Im gegenständlichen Fall ist dem angefochtenen Bescheid ein umfassendes Ermittlungsverfahren durch das BFA vorangegangen. Für die in der Beschwerde behauptete Mangelhaftigkeit des Verfahrens ergeben sich aus der Sicht des Bundesverwaltungsgerichtes keinerlei Anhaltspunkte. Vielmehr stützte das BFA seine Entscheidung zu Recht auf das fehlende Vorliegen der Erteilungsvoraussetzung des nachweislichen fünfjährigen Aufenthaltes des BF im Bundesgebiet (§ 56 Abs. 1 Z 1 AsylG). Der entscheidungsrelevante Sachverhalt wurde daher nach Durchführung eines ordnungsgemäßen Ermittlungsverfahrens unter schlüssiger Beweiswürdigung des BFA festgestellt.

Das BFA hat die die entscheidungsmaßgeblichen Feststellungen tragende Beweiswürdigung in seiner Entscheidung in gesetzmäßiger Weise offen gelegt und das Bundesverwaltungsgericht teilt die tragenden Erwägungen der verwaltungsbehördlichen Beweiswürdigung.

Bezogen auf den Zeitpunkt der Entscheidung des Bundesverwaltungsgerichtes weist die Entscheidung des BFA immer noch die gesetzlich gebotene Aktualität und Vollständigkeit auf.

Was das Vorbringen des BF in der Beschwerde betrifft, so findet sich in diesem kein Vorbringen hinsichtlich allfälliger sonstiger im gegenständlichen Verfahren relevanter Gründe. Auch tritt der BF in der Beschwerde den seitens der belangten Behörde getätigten Ausführungen nicht in ausreichend konkreter Weise entgegen.

Im Ergebnis bestand daher kein Anlass für die Durchführung einer mündlichen Verhandlung, wobei im Übrigen darauf hinzuweisen ist, dass auch die Durchführung einer mündlichen Verhandlung vor dem Bundesverwaltungsgericht zu keinem anderen Verfahrensausgang geführt hätte.

Zu Spruchteil B):

Gemäß § 25a Abs. 1 des Verwaltungsgerichtshofgesetzes 1985 (VwGG), BGBl. Nr. 10/1985 idgF, hat das Verwaltungsgericht im Spruch seines Erkenntnisses oder Beschlusses auszusprechen, ob die Revision gemäß Art. 133 Abs. 4 B-VG zulässig ist. Der Ausspruch ist kurz zu begründen.

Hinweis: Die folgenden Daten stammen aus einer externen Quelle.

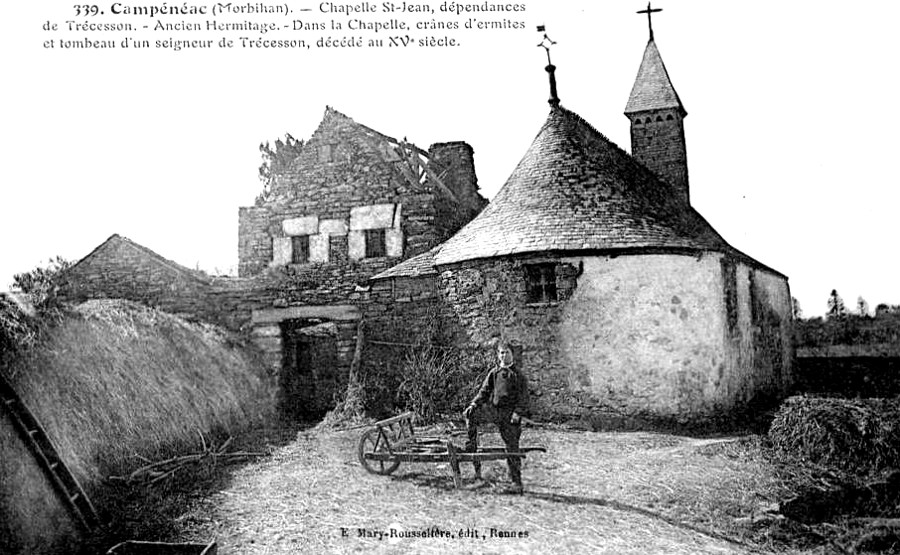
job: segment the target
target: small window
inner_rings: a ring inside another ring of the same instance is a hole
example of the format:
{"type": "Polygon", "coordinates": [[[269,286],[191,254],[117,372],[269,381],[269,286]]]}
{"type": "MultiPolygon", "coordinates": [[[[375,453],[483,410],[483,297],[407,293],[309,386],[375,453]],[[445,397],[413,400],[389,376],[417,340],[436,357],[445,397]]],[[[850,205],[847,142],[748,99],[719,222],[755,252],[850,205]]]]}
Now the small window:
{"type": "Polygon", "coordinates": [[[291,264],[309,262],[309,235],[291,237],[291,264]]]}
{"type": "Polygon", "coordinates": [[[366,230],[366,258],[387,256],[387,238],[383,229],[366,230]]]}
{"type": "Polygon", "coordinates": [[[528,282],[528,302],[548,303],[556,301],[556,265],[532,264],[525,267],[528,282]]]}

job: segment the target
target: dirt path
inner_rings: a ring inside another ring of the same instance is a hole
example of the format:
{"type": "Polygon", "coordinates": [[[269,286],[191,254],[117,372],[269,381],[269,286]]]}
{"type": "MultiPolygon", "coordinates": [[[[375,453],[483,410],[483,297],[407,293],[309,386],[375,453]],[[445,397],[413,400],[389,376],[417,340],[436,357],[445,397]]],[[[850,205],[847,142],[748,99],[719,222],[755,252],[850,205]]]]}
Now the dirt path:
{"type": "Polygon", "coordinates": [[[301,434],[183,515],[179,537],[223,554],[768,552],[728,524],[762,511],[769,485],[731,440],[529,430],[523,444],[549,451],[509,496],[503,463],[483,483],[464,466],[462,490],[446,466],[367,474],[358,437],[301,434]]]}

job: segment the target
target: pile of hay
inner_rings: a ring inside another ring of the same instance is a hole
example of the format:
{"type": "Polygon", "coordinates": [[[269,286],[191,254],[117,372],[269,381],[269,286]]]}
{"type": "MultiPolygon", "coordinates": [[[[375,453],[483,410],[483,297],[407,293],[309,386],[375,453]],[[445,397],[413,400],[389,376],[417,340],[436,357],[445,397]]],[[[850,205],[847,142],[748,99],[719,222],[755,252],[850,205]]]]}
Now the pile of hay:
{"type": "Polygon", "coordinates": [[[900,400],[791,397],[769,439],[783,456],[843,471],[900,467],[900,400]]]}
{"type": "Polygon", "coordinates": [[[259,423],[271,380],[212,326],[128,301],[89,301],[4,369],[88,489],[259,423]]]}

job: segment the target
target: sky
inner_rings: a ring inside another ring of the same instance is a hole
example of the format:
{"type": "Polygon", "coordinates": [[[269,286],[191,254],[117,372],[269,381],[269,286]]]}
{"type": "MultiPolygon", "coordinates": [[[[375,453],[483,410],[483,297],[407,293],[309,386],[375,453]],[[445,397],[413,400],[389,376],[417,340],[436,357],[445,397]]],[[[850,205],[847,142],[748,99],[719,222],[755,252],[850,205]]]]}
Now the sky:
{"type": "MultiPolygon", "coordinates": [[[[468,142],[490,199],[549,111],[537,25],[557,43],[551,55],[562,105],[630,150],[623,111],[648,38],[646,16],[635,13],[646,7],[642,0],[518,0],[524,12],[460,17],[440,13],[443,0],[426,3],[434,16],[399,19],[524,25],[406,33],[452,36],[459,45],[450,48],[60,49],[44,43],[124,34],[46,31],[45,23],[147,18],[112,17],[115,3],[98,4],[107,15],[94,18],[76,17],[71,2],[10,3],[0,23],[0,290],[15,273],[57,255],[78,260],[114,233],[190,268],[234,272],[238,207],[261,190],[259,144],[285,133],[308,138],[326,106],[423,148],[468,142]]],[[[319,2],[287,5],[291,23],[349,19],[321,13],[319,2]]],[[[806,316],[824,313],[832,289],[848,306],[860,296],[873,309],[900,304],[891,247],[900,196],[891,69],[900,4],[658,0],[653,7],[663,9],[653,17],[655,39],[688,111],[694,207],[734,247],[786,274],[806,316]]],[[[360,35],[341,33],[277,38],[360,35]]],[[[230,36],[241,35],[259,36],[230,36]]]]}

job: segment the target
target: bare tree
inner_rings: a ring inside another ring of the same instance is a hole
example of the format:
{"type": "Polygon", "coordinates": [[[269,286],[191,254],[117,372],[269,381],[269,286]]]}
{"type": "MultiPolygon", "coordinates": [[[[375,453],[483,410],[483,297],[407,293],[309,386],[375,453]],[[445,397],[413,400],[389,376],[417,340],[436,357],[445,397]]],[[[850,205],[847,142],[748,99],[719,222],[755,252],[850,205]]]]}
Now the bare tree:
{"type": "Polygon", "coordinates": [[[800,308],[800,301],[797,300],[797,297],[791,297],[791,315],[794,320],[803,319],[803,309],[800,308]]]}
{"type": "Polygon", "coordinates": [[[269,198],[275,177],[290,167],[291,162],[300,155],[302,148],[303,141],[295,139],[290,133],[285,133],[283,141],[275,139],[274,147],[268,141],[260,143],[259,152],[262,154],[263,162],[259,166],[259,180],[263,183],[263,190],[256,198],[257,203],[269,198]]]}
{"type": "Polygon", "coordinates": [[[847,307],[844,306],[844,299],[838,295],[836,289],[831,290],[831,295],[828,296],[828,311],[825,312],[825,317],[831,320],[832,318],[845,318],[847,316],[847,307]]]}

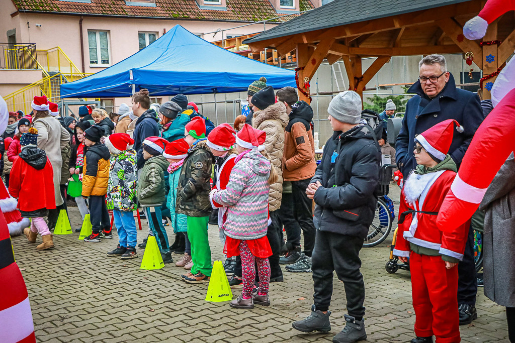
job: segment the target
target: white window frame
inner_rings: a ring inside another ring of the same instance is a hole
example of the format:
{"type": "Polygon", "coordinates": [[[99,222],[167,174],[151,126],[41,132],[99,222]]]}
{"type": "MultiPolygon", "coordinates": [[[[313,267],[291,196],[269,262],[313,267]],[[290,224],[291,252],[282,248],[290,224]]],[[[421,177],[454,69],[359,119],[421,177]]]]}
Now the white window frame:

Die Revision gegen die gegenständliche Entscheidung ist gemäß Art. 133 Abs. 4 B-VG nicht zulässig, weil die Entscheidung nicht von der Lösung einer Rechtsfrage abhängt, der grundsätzliche Bedeutung zukommt. Weder weicht die gegenständliche Entscheidung von der bisherigen Rechtsprechung des Verwaltungsgerichtshofes ab, noch fehlt es an einer Rechtsprechung.

Betreffend die Bestimmung des § 56 Abs. 1 Z 1 AsylG liegt keine Rechtsfrage grundsätzlicher Bedeutung vor, weil der Wortlaut klar ist (vgl. OGH 22.03.1992, 5Ob105/90).